En las pasadas horas el coordinador de la Sede Regional Salta de la Superintendencia de Servicios de Salud, Alberto Escribas se refirió al reclamo del Colectivo de Discapacidad de Salta, integrado por profesionales, transportistas y familiares de personas con discapacidad que apunta primero a la demora en los pagos y al recorte presupuestario que se hizo recientemente al área luego de conocerse el DNU que hizo factible el ajuste ordenado por el ministro de Economía de la Nación Sergio Massa.
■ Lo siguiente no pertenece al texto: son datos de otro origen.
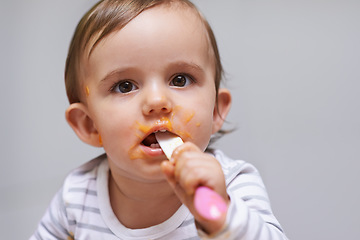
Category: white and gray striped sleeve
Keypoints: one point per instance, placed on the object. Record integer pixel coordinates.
(54, 223)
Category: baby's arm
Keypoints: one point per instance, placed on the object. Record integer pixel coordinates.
(53, 224)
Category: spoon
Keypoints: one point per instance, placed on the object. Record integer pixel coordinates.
(207, 202)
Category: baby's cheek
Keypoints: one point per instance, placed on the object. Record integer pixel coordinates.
(197, 127)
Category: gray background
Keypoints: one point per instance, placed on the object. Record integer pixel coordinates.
(293, 70)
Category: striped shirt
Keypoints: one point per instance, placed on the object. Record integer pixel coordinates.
(82, 210)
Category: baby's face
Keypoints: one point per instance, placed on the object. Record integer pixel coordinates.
(157, 73)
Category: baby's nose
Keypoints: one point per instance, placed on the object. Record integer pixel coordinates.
(157, 102)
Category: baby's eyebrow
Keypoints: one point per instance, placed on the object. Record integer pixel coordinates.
(115, 73)
(181, 66)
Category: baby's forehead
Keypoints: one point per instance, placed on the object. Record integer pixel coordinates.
(115, 25)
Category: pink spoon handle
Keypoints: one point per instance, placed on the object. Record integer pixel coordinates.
(209, 204)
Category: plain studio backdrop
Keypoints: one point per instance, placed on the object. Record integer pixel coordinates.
(293, 68)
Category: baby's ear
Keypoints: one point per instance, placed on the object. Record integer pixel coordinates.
(222, 109)
(77, 116)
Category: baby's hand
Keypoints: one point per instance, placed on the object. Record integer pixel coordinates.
(189, 169)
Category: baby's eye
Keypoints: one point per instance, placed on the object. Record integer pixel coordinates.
(181, 80)
(124, 87)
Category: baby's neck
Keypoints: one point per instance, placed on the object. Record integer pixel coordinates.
(141, 205)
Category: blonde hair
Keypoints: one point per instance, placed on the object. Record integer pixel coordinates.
(104, 18)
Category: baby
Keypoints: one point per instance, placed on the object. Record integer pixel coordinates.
(134, 68)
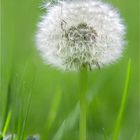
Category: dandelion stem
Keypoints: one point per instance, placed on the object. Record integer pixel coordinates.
(83, 89)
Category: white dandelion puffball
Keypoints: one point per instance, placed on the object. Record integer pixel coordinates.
(80, 33)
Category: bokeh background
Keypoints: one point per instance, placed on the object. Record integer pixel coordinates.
(45, 100)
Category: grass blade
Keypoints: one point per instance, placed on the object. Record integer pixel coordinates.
(123, 103)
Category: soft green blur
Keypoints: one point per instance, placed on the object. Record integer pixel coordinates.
(54, 108)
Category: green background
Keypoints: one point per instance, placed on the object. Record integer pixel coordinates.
(53, 111)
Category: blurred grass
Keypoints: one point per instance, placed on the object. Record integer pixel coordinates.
(22, 68)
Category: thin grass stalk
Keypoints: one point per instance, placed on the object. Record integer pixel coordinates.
(83, 103)
(123, 104)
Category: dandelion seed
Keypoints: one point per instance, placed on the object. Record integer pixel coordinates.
(76, 33)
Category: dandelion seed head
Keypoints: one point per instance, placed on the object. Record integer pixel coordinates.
(76, 33)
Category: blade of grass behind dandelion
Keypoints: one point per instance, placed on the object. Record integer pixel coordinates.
(123, 104)
(25, 119)
(68, 123)
(53, 112)
(6, 123)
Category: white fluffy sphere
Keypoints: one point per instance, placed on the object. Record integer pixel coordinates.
(80, 33)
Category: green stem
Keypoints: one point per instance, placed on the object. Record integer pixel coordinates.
(83, 89)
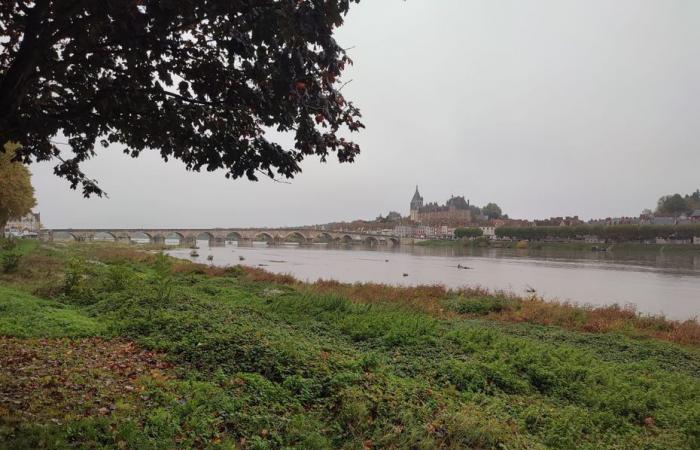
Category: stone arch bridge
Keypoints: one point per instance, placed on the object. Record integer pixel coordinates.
(189, 236)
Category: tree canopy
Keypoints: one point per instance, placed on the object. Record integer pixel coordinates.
(200, 81)
(16, 191)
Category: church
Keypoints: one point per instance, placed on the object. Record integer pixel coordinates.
(455, 211)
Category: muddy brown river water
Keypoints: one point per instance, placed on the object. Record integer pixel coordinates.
(654, 283)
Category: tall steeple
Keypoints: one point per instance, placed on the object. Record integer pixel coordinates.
(416, 201)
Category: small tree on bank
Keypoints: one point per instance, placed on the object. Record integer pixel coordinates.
(16, 191)
(200, 81)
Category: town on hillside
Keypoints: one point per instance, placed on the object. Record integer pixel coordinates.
(431, 220)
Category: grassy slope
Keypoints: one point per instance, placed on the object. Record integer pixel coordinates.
(263, 365)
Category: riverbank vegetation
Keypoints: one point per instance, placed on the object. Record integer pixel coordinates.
(106, 346)
(577, 245)
(611, 233)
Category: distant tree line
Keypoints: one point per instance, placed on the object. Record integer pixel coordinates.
(677, 204)
(468, 232)
(615, 233)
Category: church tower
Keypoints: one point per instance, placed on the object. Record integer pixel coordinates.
(416, 204)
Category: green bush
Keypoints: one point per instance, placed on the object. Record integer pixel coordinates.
(10, 262)
(479, 305)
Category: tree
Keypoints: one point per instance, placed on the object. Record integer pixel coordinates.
(673, 204)
(492, 211)
(200, 81)
(468, 232)
(16, 191)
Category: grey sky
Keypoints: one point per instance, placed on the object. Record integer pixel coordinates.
(547, 107)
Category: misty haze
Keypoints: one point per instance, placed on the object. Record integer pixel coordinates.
(350, 224)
“Desde la Administración Federal de Ingresos Públicos no giraron los fondos y eso cortó la cadena de pagos”, indicó en entrevista con Radio Aries. Además acotó: “Las obras sociales y prepagas cobran a plazo vencido de 60, 90 o 120 días. La Superintendencia no es un órgano recaudador, sino redistribuidor”. Luego instó a las prestadoras a “no cortar la atención a los beneficiarios, en particular a discapacitados, ya que después podrán pedir el reintegro”.
En tanto una manifestación contra el recorte de Massa tuvo lugar en la ciudad de Salta. Durante la mañana de este martes 30 de agosto, el Colectivo de Discapacidad, se movilizó primero hacia la Legislatura y luego a la Superintendencia de Salud. Ahí expresaron el pedido para que se interceda ante Nación y reviertan lo que está sucediendo. Destacaron que ya se informó a los gremios que girarán a las prestadoras sindicales sólo $1.500 millones hasta fin de año, lo que implica una baja de más de $10.000 millones sobre las transferencias inicialmente previstas.
«Necesitamos que alguien del Gobierno provincial salga y nos escuche. Esta es una decisión del Gobierno nacional, pero necesitamos el acompañamiento de la Gobernación porque corre peligro el sistema completo», dijo el presidente de la Asociación de Transportistas de Discapacidad Salta (ATRADIS). Pero la medida no solo perjudica a los trabajadores de transporte, sino también a centros, hogares e instituciones educativas para personas con discapacidad. Están en riesgo los honorarios de maestros integradores, prestaciones de apoyo, psicopedagogos, clínicos, kinesiólogos y psicólogos.
«La gente pasó pidiendo una respuesta a la falta de pago y yo los atendí y respondí que la Superintendencia regula el pago a las obras sociales y a las prepagas. Nosotros no atendemos el pago a los prestadores de salud ni a los profesionales», dijo Escribas a El Tribuno.
«Lo que hace la Superintendencia es distribuir el dinero que llega desde Nación, es una cuestión técnica y no podemos definir cuánto ni a dónde se gira. Sabemos que estamos hablando de un sector sensible, pero excede a nuestro poder de acción. Sabemos que el DNU se lanzó ante una realidad en donde se distribuía dinero de manera arbitraria, pero vuelvo a repetir, y es lo que le dije a la gente que vino a reclamar, es que no podemos hacer nada», concluyó el funcionario.